I have a loss function that requires multiple internal passes:

def my_loss_func(logits, sigma, labels, num_passes):
    total_loss = 0
    img_batch_size = logits.shape[0]
    logits_shape = list(logits.shape)
    vol_std = np.zeros((img_batch_size, num_passes))
    for fpass in range(num_passes):
        noise_array = torch.normal(mean=0.0, std=1.0, size=logits_shape, device=torch.device('cuda:0'))
        stochastic_output = logits + sigma * noise_array
        del noise_array
        temp_vol = torch.softmax(stochastic_output, dim=1)
        temp_vol = temp_vol[:, 0, ...]
        vol_std[:, fpass] = temp_vol.view(4, -1).sum(1).detach().cpu().numpy()
        del temp_vol
        exponent_B = torch.log(torch.sum(torch.exp(stochastic_output), dim=-1, keepdim=True))
        inner_logits = exponent_B - stochastic_output
        soft_inner_logits = labels * inner_logits
        total_loss += torch.exp(soft_inner_logits)
        del exponent_B, inner_logits, soft_inner_logits
    mean_loss = total_loss / num_passes
    actual_loss = torch.mean(torch.log(mean_loss))
    batch_std = np.std(vol_std, axis=1)
    return actual_loss, batch_std

Both logits and sigma are networks outputs and therefore have associated gradients. I run into memory issues when num_passes exceeds 50, are there any other ways in which I could fully optimise memory allocation to allow for a greater number of passes? I’m not at all concerned with readability/ ugly solutions, anything will do.
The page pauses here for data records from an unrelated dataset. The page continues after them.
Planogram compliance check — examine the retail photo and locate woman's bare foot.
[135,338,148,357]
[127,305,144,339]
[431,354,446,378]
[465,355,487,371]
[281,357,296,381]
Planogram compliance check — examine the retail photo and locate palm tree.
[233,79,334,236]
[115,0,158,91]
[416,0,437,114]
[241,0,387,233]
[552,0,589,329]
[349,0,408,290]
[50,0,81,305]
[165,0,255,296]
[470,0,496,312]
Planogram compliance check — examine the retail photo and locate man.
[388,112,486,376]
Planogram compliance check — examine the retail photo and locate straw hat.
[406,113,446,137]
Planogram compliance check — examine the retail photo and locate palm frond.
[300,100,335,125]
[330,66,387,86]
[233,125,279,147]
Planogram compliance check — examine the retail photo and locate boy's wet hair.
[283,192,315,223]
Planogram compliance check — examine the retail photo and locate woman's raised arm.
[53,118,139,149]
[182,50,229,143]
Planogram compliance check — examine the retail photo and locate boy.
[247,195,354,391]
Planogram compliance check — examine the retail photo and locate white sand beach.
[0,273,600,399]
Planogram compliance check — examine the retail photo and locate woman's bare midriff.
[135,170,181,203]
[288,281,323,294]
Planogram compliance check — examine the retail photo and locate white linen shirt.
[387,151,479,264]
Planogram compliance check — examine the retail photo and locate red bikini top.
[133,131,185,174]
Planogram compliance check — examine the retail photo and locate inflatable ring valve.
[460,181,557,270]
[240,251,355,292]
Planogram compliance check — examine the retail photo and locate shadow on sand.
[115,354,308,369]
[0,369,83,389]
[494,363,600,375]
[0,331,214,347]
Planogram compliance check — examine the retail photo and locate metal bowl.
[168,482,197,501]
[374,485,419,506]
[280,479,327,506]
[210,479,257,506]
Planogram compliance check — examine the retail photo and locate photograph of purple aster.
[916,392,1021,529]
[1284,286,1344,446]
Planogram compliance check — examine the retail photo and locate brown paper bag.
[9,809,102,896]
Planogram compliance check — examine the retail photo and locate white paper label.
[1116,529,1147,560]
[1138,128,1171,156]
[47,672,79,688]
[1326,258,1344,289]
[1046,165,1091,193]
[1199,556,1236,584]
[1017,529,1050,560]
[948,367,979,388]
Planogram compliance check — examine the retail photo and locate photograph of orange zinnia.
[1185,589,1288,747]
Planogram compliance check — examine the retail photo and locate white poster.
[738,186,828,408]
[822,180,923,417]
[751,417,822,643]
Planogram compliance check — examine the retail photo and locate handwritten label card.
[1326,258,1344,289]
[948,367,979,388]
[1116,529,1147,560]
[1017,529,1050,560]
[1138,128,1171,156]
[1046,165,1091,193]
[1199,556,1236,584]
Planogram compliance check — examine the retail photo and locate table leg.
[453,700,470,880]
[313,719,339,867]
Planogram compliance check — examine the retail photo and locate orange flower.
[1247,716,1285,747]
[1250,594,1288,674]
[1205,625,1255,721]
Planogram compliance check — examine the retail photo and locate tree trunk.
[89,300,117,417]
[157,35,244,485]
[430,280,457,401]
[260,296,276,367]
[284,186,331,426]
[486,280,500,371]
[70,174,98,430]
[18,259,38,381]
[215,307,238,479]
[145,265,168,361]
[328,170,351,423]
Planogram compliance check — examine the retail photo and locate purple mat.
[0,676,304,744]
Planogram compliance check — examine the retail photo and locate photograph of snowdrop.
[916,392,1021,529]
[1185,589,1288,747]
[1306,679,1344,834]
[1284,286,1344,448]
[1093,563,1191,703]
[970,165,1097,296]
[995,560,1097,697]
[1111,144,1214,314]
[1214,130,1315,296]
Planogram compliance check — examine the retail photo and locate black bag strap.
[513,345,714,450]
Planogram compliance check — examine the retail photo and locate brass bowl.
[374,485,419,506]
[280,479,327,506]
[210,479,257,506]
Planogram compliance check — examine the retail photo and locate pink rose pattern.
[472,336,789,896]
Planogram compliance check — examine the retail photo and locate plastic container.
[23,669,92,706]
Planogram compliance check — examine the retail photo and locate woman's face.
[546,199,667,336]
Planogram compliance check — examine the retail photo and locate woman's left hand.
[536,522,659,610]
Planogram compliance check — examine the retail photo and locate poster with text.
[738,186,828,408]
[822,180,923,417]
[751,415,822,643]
@PedsB, I am not exactly sure if this is the most efficient way to do the multiple internal passes but firstly have you checked for other running processes that are taking up the GPU memory?

Maybe, kill 'em all: kill -9 $(nvidia-smi | sed -n 's/|\s*[0-9]*\s*\([0-9]*\)\s*.*/\1/p' | sort | uniq | sed '/^$/d')

Secondly, the problem could be at this line of code: vol_std = np.zeros((img_batch_size, num_passes))

What’s your batch_size?

Maybe, use a smaller batch size.


Hi @YASJAY, I should’ve clarified: I’m running this job on a GPU cluster so I’m confident memory is completely free prior to job submission. My batch size cannot be changed at all, but it is fairly small, four.

My issue is that I quickly run out of memory, likely because of the total += torch.exp(soft_inner_logits) step; I believe that keeps piling on computation graphs on top of each other, using up a lot of memory. I was more looking for ways to re-write what I’ve done in a more memory-efficient way: E.g.: backpropagating in the loop to free up intermediary memory (Which unfortunately I can’t do in this case since the loss cannot be calculated until I’ve gone through N passes).